Dr. Jay H. Stein, M.D., is senior vice president /vice provost for health affairs, Medical Center and Strong Health CEO, University of Rochester Medical Center. He described their situation, which he considers most relevant to Penn. In the 1990s, the university trustees grew concerned about the high risk of the hospital, even though the hospital was making a profit. A new organizational structure of integrated leadership required that the dean of the medical school and the head of the hospital report to Dr. Stein in his position as Vice Provost for Health Affairs. In 1996, he introduced a new strategic plan regarding clinical, research, and educational aspects of the medical center. He attributes their success to the integrated structure and concluded that that model works best.
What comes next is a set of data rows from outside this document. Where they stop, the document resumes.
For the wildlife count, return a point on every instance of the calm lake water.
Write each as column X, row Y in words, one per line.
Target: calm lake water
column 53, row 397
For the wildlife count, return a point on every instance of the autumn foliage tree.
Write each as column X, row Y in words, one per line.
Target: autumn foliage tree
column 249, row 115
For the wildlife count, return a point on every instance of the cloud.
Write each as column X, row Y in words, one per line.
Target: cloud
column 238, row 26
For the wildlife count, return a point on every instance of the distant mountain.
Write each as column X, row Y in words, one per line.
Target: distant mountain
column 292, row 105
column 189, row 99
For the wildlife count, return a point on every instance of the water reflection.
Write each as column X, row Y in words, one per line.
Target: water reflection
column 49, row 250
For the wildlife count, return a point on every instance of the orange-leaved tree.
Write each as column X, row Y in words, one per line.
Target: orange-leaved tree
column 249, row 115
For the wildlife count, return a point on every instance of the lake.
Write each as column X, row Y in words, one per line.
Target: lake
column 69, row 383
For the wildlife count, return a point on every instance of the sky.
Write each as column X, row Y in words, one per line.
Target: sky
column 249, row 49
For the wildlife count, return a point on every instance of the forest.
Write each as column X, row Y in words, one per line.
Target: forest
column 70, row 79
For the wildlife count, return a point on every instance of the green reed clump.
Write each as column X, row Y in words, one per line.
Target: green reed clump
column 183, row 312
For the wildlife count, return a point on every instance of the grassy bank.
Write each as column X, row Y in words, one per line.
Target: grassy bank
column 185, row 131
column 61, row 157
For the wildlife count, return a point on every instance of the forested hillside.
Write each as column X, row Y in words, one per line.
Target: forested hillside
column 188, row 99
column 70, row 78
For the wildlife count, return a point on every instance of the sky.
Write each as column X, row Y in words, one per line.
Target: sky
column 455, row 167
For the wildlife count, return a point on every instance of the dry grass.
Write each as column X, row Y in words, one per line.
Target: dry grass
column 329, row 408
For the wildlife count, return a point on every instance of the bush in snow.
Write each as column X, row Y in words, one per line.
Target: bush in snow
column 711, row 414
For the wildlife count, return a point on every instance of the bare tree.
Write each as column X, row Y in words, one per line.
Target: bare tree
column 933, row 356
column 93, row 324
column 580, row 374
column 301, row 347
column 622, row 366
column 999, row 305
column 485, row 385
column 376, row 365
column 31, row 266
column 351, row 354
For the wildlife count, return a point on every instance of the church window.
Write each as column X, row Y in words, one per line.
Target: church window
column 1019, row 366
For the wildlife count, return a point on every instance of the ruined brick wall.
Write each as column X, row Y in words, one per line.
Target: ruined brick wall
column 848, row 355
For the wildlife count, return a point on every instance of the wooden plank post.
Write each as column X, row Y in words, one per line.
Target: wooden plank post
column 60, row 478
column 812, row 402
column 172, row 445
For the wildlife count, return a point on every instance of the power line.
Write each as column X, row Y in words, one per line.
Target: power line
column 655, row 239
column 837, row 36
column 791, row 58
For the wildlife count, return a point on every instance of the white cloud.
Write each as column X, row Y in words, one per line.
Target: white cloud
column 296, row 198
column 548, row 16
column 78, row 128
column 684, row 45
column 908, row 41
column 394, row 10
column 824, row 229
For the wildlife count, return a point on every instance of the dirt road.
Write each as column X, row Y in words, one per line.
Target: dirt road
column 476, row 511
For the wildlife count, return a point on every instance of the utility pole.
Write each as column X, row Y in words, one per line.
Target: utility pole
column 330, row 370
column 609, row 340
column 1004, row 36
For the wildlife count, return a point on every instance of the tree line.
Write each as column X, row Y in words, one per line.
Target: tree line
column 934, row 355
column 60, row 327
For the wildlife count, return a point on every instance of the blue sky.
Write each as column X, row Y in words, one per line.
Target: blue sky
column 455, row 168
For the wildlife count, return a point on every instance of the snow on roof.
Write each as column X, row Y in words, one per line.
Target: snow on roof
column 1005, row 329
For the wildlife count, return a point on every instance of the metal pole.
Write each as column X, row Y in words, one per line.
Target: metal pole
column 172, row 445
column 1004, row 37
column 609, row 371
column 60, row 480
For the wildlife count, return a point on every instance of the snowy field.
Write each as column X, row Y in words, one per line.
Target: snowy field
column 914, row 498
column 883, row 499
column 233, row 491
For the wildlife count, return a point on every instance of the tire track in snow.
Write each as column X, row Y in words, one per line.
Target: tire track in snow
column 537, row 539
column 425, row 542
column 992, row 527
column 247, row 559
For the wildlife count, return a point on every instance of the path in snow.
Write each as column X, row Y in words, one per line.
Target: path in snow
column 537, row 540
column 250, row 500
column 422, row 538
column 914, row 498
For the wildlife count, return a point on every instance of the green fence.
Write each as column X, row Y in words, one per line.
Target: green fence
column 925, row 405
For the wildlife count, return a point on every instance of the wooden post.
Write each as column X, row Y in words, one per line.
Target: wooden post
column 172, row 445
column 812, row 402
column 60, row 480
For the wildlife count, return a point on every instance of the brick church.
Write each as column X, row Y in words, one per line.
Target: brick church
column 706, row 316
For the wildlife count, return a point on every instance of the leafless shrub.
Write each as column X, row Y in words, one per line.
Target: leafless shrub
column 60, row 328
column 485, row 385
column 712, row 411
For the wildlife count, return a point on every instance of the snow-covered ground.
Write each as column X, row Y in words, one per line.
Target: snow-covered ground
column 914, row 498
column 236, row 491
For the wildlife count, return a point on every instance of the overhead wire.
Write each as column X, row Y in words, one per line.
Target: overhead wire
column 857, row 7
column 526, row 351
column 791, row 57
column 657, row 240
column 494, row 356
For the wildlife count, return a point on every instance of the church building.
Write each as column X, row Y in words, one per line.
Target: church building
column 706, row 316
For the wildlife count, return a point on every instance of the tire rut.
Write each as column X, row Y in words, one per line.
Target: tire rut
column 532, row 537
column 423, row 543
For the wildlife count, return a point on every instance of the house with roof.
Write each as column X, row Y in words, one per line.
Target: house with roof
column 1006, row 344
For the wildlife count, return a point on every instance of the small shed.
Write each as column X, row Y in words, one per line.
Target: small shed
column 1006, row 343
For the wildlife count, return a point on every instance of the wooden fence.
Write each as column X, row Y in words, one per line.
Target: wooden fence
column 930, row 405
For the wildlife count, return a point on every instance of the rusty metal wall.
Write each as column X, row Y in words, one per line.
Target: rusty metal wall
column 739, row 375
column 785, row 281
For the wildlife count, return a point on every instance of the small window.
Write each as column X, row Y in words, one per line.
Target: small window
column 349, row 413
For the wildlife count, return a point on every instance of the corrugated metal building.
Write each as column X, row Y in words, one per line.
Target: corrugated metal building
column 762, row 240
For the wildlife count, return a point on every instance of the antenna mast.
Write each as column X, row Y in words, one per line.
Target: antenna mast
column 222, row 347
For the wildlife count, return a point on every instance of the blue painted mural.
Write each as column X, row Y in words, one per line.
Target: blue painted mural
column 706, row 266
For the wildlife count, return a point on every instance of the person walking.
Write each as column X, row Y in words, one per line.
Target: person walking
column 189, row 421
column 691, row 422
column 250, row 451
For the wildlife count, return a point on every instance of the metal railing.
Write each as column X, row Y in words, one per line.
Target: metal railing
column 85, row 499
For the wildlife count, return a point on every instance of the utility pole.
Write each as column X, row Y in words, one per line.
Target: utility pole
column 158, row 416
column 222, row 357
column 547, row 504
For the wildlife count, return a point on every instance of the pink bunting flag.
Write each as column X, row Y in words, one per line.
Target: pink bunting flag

Dr. John A. Kastor, M.D., professor of medicine, division of cardiology, University of Maryland School of Medicine, reviewed his findings on three specific mergers of teaching hospitals in Boston, New York and California that constitute conclusions in his new book. In 1994, Mass General(MGH) merged with the Brigham and Women's Hospital to form a holding company, rather than merging. Partners HealthCare System is considered a qualified success. In New York, Presbyterian (teaching hospital for Columbia) and New York (teaching hospital for Cornell) formed the New York-Presbyterian Healthcare System. They are just breaking even, partly by applying income from endowment to operating expenses. In California, UCSF (state) and Stanford (private) merged their principal teaching hospitals into a new corporation, which lasted only 23 months. Both hospitals continue to lose money. Dr.Kastor observed that some mergers are a result of merger mania, that hospital boards assume that what works in private companies should work in health care; financial parity of different institutions is not possible; trustees boards play an important role in what succeeded and what failed; clinical programs attempted to merge but most failed. Some have experienced increased income, savings through economies of scale and improved clinical programs.